Face to Face Business Networking 101

Written by MediaMisfit

Social networking and online portfolios work to a certain degree but at some point in time you’ll have to crawl out from under your shy shell and start networking face to face. There is a certain element about a face to face relationship that creates a stronger bond between you and the people you network with. You’re no longer just a name on a screen or piece of paper. You’re a person with a face, a voice and a unique personality.

Basic Business Networking Techniques for Designers

Lesson 1: Where to Start

The reality is that you should ALWAYS be networking. You never know when mentioning being a graphic designer in a social setting will open up a new business opportunity. The places that you will have the greatest chance for honing your face to face networking skills are at focused event like conferences, art shows, and design specific networking meetings.

If there aren’t any of these events local to you then I suggest you make a trip to try and attend some in a larger city. The face to face connections you make will pay off in the long run and people will respect you for making the drive.

Lesson 2: What to Bring

The number one mistake that young designers make in networking is not having a business card on hand. Always try to carry a few business cards with you wherever you go. It is the single most important element of networking face to face seeing as it is the one thing about you that a person can take with them.

If you are attending a specific event where you know you will need more then try to carry an appropriate amount. I also suggest carrying a ballpoint pen so that you can write down notes on the business cards you collect to reference later.

Lesson 3: Making the Connection

If it is your first time at a specific networking event then don’t be shy. You are there to meet people and make connections and the only way your going to do that is by breaking the ice. Approach someone one on one and start off by asking a simple question. When they finish answering be sure to introduce yourself and offer them your business card while elaborating a bit more on what you do. This way you’ll be reinforcing the information on your business card verbally while they look at it.

Throughout the remainder of the conversation it is always good to connect with people on a casual level through simple questions like where they went to school or how long they have been with their company. It puts them at ease and helps the conversation go a lot smoother.

Lesson 4: Make sure to Mingle

Don’t feel obligated to talk to one person the whole time. Feel free to excuse yourself and mingle throughout the crowd. Meeting a greater number of people will help you take full advantage of the networking opportunity at hand by allowing you to meet as many people as possible.

Lesson 5: Follow-Up

After the face to face meeting is over it is always important to continue a valuable relationship through a follow-up e-mail. Try to reference the previous conversation of when you met. This might help jog their memory in case they don’t exactly remember speaking with you.

These 5 simple lessons should help get you started. Feel free to share any other tips you have found work when networking face to face in the comments below.

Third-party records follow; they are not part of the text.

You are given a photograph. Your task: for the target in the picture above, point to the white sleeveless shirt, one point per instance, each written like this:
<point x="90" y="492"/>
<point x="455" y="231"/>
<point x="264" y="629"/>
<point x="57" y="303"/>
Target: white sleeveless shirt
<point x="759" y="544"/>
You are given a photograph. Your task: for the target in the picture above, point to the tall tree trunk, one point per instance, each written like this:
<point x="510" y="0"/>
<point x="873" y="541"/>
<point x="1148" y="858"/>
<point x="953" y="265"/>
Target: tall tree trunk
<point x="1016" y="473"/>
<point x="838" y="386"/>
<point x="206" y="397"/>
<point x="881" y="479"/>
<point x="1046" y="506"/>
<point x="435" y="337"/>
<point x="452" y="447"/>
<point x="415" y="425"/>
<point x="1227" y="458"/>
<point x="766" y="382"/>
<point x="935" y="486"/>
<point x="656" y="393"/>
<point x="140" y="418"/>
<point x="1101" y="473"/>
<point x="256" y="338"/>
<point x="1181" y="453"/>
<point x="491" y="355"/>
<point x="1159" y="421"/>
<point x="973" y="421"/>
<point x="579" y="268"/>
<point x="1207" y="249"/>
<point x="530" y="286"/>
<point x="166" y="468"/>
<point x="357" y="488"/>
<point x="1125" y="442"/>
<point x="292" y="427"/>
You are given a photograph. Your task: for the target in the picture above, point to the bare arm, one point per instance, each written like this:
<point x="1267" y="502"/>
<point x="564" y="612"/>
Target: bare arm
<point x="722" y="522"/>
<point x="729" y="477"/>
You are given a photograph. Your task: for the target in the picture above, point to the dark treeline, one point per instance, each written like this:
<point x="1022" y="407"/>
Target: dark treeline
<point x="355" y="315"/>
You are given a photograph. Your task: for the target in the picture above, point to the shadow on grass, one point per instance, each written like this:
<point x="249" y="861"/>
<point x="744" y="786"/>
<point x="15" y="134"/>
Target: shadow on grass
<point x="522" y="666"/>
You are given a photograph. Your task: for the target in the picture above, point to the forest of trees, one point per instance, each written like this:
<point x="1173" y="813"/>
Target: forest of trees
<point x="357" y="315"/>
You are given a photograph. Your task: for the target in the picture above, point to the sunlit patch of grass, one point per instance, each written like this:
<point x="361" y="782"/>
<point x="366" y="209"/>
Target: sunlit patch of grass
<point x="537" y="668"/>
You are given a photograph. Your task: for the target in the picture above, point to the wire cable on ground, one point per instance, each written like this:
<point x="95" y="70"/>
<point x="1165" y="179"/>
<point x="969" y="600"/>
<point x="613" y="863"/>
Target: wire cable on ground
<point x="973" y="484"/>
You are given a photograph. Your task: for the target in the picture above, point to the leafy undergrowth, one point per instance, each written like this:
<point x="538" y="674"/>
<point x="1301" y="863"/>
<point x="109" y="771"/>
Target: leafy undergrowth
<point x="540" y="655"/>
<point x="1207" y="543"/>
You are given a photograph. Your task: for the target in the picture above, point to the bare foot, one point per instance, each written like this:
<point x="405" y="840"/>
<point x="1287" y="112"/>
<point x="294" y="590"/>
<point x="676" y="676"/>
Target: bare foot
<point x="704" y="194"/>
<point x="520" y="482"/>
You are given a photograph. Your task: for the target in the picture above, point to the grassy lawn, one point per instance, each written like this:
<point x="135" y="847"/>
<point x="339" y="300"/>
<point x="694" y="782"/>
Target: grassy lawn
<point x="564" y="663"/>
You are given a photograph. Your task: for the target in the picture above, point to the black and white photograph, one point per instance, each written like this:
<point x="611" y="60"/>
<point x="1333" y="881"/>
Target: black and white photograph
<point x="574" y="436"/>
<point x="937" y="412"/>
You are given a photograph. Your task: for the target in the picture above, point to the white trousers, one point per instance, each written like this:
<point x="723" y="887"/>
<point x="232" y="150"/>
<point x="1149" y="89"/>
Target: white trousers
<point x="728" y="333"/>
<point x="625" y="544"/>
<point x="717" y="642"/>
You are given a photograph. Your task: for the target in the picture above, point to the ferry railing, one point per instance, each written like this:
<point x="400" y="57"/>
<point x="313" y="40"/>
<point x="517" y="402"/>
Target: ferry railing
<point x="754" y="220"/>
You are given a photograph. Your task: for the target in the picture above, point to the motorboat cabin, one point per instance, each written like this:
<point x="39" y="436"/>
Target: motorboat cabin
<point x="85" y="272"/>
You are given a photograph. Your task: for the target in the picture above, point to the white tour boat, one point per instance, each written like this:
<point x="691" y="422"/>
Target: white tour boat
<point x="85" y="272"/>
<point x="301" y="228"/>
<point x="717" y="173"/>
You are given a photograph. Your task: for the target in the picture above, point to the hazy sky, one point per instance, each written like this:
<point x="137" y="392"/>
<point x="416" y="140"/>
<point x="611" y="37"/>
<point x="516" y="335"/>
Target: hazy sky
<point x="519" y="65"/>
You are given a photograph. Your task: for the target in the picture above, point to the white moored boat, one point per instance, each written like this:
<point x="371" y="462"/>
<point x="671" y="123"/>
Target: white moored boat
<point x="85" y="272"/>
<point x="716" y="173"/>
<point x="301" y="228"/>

5 comments on “Face to Face Business Networking 101”

  1. David U. Reply

    Very informative. I agree fully. Its true that the biggest mistake is to not have a business card on hand. I’ve been in a few situations where I KNOW I could have landed a job (i work freelance film) if I’d only had my card on me.
    I went to http://www.cards29.com they offer 5000 business cards for $29 bucks which is amazing if you’ve shopped around. I designed them myself, simple, name, info and I’ve gotten tons of jobs with them. Definitely recommend that site.
    Also always do the follow up email. It works.

  2. Thoms Reply

    Nice article, Gino. David: That is a good price, but keep in mind that you’ll have to adverise for them. They demand a little piece of every card to advertise on. That dosen’t look profesional to me. (No offense though).

  3. MediaMisfit Reply

    I agree with Thoms in this case. 5000 business cards is a lot and a Cards29 logo on the back might look a bit tacky. Shell out the cash for a small stack of 250-500 to start off with. They will go a long way and plus in the case that your information changes you won’t but left with 3000 extra cards that are no good because of an old e-mail. :-X

    Another thing to point out is to have a good relationship with your printer (the person). Business cards aren’t a HUGE deal for them to make unless your doing some kind of raised thermography or something. You might be able to work something out where they print your cards as you need them at a smaller quantity in case your information changes.

  4. Gino Reply

    I would have to agree as well I would go with a card without advertisements on it =) Uprinting.com does a great job printing cards.